Push Germany to Do More

The United States should encourage Germany to become a stronger military power and another “framework nation” in the European security order. This will require making long-overdue changes that explicitly signal that the days of passing on the costs of national defense to American taxpayers are over. As Defense Priorities’ fellow Richard Hanania explained last year, “American leaders must see the U.S. presence abroad as a cost, not a benefit” to exert leverage over treaty partners and change their behavior.

A good start would be to withdraw the more than 30,000 U.S. troops permanently stationed in Germany and either close or hand over the bases to Berlin. In addition to consuming resources that could be better invested in naval and air assets, the presence of these land forces does not necessarily tie Berlin closer to Washington. Indeed, many American foreign policy elites are frustrated that the German government has not embraced the same confrontational stance towards Russia and instead pushed back against the Biden administration’s demand to implement harsh sanctions on Moscow if Ukraine is invaded.

This does not mean that the United States must leave NATO, although that might eventually be an option worth considering if Europeans become more strategically autonomous. However, it does mean that a more equal division of labor and within the alliance is necessary if it is going to have any political-military utility when it comes to defending its members from external threats. Indeed, once American forces have left, anxious NATO members in eastern Europe will be relying on neighbors with a greater interest in promoting and investing in the region’s collective security, including by engaging Russia through reciprocal diplomacy.

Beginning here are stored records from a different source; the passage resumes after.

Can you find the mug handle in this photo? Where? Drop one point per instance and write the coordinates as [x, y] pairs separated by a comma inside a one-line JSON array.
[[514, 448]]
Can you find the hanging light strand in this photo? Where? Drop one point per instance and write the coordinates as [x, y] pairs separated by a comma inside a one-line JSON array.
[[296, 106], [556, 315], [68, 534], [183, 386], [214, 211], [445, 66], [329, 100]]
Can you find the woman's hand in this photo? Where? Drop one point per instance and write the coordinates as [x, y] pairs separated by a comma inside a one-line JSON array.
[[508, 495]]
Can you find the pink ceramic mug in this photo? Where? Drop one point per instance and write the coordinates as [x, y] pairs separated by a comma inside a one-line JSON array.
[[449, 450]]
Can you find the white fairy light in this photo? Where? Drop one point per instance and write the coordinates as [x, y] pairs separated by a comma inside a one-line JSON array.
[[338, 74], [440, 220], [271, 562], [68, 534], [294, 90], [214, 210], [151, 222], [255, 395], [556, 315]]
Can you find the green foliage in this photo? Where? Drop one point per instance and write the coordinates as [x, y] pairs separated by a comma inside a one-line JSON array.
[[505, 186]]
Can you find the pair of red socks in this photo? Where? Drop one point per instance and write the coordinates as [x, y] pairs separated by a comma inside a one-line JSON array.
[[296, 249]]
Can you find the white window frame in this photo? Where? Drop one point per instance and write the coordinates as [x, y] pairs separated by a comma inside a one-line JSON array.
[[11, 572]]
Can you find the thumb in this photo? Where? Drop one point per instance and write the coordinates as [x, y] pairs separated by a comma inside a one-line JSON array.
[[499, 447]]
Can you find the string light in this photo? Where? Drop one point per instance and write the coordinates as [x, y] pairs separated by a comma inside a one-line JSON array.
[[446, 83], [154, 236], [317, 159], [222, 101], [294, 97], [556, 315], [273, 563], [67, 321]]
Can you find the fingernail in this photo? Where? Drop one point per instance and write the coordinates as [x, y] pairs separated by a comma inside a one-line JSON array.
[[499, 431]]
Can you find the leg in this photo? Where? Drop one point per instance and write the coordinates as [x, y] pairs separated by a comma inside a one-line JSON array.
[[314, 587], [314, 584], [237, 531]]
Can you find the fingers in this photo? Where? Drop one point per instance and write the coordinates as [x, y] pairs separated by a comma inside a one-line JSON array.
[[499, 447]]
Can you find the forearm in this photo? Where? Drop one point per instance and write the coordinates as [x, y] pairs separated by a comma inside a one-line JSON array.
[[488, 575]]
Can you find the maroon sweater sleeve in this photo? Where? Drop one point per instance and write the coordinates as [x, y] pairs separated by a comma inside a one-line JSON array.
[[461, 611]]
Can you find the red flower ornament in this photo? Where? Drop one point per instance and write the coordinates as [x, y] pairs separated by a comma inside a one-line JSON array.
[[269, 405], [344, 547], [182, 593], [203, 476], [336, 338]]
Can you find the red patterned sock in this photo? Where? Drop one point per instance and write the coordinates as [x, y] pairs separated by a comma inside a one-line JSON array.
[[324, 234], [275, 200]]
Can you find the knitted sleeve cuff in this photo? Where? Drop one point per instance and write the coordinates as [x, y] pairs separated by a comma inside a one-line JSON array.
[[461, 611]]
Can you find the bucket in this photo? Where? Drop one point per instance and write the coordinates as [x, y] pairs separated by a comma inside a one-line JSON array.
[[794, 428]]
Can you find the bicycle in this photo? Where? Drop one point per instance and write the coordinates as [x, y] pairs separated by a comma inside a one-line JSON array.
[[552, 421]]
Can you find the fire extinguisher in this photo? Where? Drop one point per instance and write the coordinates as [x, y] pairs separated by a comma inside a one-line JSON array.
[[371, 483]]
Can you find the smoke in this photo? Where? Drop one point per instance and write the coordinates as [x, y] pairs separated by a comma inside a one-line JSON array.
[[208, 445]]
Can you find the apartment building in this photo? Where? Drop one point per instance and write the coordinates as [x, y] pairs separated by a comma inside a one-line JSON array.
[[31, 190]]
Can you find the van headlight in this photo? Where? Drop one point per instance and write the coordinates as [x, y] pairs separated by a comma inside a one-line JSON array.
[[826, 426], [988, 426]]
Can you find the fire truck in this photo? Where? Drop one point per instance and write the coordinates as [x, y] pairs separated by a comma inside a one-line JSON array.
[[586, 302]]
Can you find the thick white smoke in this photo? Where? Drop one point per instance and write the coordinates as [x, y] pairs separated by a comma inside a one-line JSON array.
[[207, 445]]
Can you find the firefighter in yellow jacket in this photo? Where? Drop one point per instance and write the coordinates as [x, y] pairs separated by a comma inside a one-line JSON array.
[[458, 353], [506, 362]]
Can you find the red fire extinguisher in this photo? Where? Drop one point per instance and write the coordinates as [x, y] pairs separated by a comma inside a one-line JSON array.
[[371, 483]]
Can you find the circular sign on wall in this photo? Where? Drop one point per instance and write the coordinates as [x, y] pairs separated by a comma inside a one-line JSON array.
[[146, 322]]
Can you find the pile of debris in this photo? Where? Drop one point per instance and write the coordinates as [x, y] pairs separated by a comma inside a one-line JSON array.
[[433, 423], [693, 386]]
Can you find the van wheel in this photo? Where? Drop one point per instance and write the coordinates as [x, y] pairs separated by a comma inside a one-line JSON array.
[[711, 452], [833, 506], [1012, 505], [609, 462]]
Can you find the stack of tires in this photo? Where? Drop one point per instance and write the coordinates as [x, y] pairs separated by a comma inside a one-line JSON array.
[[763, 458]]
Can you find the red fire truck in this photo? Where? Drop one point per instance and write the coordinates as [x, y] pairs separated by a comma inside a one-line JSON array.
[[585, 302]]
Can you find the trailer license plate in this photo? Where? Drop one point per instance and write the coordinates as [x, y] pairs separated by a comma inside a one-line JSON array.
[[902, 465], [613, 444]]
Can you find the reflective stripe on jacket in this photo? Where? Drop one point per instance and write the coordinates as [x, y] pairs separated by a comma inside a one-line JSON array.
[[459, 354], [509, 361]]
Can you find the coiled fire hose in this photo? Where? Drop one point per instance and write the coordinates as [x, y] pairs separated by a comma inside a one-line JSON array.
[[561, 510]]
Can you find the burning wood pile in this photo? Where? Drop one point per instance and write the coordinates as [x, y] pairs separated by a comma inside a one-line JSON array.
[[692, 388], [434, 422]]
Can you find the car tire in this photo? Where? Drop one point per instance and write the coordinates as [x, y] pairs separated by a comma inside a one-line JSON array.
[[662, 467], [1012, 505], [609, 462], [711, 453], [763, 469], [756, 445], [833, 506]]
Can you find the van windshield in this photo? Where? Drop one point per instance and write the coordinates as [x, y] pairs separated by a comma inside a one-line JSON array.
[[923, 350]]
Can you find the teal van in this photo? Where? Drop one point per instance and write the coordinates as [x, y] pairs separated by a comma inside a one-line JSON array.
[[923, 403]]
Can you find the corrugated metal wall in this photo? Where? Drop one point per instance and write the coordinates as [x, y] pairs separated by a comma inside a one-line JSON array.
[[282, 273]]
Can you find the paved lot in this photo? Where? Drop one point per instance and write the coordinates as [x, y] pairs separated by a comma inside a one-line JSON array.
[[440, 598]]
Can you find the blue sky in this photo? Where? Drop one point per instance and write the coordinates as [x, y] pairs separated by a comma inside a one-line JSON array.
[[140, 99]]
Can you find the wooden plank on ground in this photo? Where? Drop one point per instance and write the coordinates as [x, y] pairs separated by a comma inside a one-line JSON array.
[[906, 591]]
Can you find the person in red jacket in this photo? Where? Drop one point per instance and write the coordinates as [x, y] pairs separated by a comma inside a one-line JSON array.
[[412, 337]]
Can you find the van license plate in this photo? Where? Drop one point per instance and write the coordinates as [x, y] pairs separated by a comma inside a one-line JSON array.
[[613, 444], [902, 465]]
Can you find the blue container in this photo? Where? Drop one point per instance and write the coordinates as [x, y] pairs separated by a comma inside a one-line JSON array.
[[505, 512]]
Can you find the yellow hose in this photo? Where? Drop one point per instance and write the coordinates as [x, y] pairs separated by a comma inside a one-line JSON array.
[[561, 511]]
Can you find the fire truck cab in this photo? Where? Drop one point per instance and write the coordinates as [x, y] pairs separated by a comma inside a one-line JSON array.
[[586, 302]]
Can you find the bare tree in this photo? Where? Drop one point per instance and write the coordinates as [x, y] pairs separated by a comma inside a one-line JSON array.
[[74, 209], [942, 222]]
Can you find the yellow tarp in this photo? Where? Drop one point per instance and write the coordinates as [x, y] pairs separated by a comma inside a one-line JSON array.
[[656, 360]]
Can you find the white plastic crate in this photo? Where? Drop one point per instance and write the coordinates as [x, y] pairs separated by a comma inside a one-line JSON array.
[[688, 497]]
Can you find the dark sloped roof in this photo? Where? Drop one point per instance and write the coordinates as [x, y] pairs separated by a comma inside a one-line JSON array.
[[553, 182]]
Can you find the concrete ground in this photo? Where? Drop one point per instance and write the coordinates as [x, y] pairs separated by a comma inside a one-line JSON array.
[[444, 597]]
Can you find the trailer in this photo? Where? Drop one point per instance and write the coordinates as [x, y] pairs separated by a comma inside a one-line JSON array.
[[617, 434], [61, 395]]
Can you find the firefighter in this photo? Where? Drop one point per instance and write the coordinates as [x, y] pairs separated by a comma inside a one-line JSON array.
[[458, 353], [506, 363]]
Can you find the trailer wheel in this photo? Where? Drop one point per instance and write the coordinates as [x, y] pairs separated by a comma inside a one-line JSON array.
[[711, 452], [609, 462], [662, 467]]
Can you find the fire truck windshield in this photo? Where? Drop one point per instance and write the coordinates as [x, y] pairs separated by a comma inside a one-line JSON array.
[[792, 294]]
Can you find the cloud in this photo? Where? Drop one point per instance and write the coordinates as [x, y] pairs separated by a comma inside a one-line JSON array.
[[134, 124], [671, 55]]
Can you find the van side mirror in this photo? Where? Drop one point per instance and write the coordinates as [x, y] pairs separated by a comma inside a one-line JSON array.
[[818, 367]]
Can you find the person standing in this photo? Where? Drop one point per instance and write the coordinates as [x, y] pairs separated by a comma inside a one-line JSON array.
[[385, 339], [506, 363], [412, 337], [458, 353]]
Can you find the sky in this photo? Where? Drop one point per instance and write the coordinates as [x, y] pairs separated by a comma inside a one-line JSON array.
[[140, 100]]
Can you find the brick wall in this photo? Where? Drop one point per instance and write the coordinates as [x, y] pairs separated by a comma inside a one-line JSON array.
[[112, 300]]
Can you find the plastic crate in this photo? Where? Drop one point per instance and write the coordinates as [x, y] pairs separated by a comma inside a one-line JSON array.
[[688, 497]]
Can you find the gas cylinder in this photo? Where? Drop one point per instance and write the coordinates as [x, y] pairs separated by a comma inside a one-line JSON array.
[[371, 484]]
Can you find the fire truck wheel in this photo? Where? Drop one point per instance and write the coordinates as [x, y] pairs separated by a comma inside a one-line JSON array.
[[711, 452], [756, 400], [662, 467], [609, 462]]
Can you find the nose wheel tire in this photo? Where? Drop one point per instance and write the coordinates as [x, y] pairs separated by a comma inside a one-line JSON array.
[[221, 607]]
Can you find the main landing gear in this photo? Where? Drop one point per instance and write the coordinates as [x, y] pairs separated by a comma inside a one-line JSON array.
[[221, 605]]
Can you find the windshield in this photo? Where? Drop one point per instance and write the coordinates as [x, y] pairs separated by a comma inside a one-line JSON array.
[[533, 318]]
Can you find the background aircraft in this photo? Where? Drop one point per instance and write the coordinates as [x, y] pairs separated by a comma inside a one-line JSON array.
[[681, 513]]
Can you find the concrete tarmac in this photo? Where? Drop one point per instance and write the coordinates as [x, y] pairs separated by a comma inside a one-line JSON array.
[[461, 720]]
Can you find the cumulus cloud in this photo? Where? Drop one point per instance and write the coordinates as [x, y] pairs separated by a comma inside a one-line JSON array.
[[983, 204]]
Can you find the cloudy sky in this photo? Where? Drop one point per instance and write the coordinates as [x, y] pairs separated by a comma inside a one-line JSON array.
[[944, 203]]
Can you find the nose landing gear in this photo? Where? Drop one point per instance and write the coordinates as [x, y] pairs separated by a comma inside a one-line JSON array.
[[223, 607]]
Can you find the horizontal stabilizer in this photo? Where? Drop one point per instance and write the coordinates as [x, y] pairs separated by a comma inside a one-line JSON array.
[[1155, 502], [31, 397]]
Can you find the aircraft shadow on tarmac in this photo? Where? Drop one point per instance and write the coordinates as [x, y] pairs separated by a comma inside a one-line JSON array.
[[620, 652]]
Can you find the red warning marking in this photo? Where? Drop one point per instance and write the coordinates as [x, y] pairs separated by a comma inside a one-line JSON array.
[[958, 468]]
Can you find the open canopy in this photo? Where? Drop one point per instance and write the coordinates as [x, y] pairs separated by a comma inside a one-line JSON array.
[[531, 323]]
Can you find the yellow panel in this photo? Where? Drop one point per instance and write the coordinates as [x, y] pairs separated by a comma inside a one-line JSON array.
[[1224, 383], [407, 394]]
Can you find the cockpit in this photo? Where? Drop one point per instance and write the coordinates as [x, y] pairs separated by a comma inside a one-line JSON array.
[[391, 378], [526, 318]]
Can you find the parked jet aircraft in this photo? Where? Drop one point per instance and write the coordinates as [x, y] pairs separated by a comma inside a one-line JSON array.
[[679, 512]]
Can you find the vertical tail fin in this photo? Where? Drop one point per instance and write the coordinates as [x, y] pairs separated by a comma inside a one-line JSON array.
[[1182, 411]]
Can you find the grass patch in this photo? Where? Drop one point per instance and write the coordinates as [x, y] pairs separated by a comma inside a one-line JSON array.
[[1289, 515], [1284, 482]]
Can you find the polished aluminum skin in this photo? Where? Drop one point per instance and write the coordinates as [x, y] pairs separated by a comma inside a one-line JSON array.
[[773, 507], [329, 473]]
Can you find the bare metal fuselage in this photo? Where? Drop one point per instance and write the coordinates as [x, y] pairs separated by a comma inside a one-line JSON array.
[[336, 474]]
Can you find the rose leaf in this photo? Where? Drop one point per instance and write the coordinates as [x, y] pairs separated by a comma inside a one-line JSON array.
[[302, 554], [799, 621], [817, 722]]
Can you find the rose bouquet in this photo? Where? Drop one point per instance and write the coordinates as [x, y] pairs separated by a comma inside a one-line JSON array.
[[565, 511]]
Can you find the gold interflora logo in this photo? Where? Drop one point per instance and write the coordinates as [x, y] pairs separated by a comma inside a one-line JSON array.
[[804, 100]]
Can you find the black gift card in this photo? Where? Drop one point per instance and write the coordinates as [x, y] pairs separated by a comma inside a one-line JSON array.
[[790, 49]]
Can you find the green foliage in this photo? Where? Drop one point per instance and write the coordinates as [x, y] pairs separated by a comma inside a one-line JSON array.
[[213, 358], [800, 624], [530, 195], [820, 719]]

Encouraging the development of a Franco-German balancing coalition will, in the long-term, weaken Washington’s ability to influence Paris and Berlin as their foreign policies become more independent and assertive. Yet, given that the European theater is strategically subordinate to East Asia, this is a trade-off well worth making. The benefits associated with encouraging the development of a militarily stronger Germany through burden-sharing vastly outweigh the status quo alternative.